Which seems like a bad idea.

------
toomanybeersies
When I first started university, I had the same attitude as most other STEM
majors, that history and all arts degrees were useless and a waste of time, I
used to joke that BA stands for Bugger All. The only non-stem degrees I
thought were worthwhile were law and accounting.

But then I actually met some people doing history, and how interested they
were in it, and I realised that it's perfectly valid to do a degree just out
of interest, if it's what you're interested in. Some of the people I know
doing arts degrees are more passionate about their field than I am about
programming.

The people that were wasting their time and just accruing debt at university
were the people doing commerce or criminal justice degrees. I never once
actually heard them talking about their degree, they had no interest in the
subject matter, they just wanted to live the university lifestyle, or were
told they needed to get a degree. Criminal justice was the worst for that,
because anyone actually interested in that was doing law.

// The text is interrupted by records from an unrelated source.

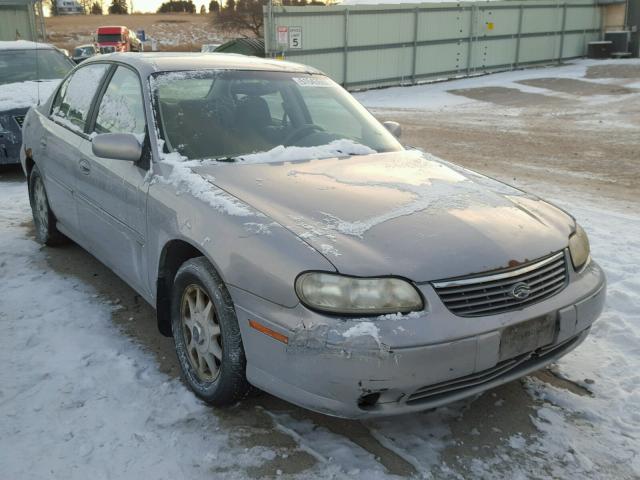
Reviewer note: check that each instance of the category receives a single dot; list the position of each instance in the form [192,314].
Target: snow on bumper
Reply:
[349,369]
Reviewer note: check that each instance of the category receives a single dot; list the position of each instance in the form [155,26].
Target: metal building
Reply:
[364,46]
[21,20]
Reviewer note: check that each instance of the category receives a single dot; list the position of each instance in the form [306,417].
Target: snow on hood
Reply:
[337,149]
[25,94]
[404,213]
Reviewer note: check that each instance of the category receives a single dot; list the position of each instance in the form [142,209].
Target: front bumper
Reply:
[401,371]
[11,136]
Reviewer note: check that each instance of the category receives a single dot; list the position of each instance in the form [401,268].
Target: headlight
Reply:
[339,294]
[579,248]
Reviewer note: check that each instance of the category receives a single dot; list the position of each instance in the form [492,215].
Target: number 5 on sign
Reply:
[295,37]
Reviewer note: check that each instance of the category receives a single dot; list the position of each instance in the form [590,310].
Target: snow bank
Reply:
[25,94]
[436,96]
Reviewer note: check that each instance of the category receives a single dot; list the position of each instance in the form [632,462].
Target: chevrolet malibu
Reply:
[288,241]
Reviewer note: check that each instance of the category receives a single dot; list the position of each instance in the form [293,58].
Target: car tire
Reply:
[207,336]
[43,218]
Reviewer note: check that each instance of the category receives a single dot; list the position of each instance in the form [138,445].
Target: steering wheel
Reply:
[300,133]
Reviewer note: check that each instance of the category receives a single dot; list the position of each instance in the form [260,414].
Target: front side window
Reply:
[109,37]
[212,114]
[121,109]
[72,104]
[25,65]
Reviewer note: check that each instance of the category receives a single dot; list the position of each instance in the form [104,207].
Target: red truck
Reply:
[117,39]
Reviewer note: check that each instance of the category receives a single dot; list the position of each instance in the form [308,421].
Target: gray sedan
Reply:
[288,241]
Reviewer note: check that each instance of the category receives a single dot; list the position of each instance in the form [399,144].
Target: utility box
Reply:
[620,41]
[600,49]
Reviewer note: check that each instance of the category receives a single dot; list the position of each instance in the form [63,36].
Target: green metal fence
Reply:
[21,20]
[364,46]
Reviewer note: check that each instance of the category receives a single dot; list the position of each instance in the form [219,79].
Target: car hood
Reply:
[402,213]
[21,95]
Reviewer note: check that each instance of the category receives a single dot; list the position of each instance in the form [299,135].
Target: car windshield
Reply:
[224,115]
[82,51]
[23,65]
[109,37]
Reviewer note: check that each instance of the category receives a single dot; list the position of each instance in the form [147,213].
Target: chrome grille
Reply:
[494,293]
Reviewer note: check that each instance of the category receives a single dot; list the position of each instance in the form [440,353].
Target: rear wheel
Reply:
[43,218]
[206,334]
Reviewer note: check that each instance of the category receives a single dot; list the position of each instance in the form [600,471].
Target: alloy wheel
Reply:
[201,332]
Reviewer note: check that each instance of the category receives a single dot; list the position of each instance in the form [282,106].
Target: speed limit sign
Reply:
[295,37]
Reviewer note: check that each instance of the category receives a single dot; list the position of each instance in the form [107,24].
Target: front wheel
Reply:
[206,335]
[43,218]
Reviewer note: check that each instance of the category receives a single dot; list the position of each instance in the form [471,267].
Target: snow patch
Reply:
[280,154]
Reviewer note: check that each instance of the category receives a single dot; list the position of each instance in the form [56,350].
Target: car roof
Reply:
[24,45]
[150,62]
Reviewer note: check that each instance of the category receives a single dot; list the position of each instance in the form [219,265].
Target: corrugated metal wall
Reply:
[21,19]
[374,45]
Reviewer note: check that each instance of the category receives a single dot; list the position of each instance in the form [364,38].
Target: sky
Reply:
[142,6]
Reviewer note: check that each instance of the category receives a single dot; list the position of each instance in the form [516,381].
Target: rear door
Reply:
[63,131]
[112,193]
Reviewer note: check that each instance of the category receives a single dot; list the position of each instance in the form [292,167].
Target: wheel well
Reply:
[29,164]
[174,254]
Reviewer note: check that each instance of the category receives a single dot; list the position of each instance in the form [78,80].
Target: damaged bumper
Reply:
[403,364]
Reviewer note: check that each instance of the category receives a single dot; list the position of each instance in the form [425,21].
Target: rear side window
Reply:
[72,104]
[121,109]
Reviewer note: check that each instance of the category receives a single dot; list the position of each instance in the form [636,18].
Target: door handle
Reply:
[85,168]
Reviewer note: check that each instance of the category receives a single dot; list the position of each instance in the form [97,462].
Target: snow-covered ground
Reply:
[79,399]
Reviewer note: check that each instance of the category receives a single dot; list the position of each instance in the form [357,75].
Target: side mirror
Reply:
[394,128]
[117,146]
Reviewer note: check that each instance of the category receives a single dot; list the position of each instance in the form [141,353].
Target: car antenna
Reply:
[37,72]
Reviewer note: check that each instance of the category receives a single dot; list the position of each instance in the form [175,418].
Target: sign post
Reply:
[295,38]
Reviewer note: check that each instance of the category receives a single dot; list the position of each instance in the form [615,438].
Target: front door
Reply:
[58,146]
[111,197]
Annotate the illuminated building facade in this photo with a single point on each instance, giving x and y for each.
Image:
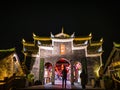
(9, 64)
(112, 66)
(46, 56)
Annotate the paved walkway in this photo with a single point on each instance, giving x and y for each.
(58, 85)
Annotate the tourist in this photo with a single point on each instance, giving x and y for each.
(83, 78)
(64, 77)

So these days, I think as long as it's something you're passionate about, then
there's nothing wrong with doing an arts degree. Universities don't solely
exist for vocational training, there is validity in learning for the sake of
learning.

The fact that tuition is a lot cheaper, and interest free student loans in New
Zealand means that it's a lot more feasible to do a degree that interests you
though, without crippling you financially.

------
davidw
I think I'd ask:

Is there any way you could either develop 'critical thinking' skills for less
than X thousands of dollars, or, for the same money, also obtain some more
immediately marketable skills?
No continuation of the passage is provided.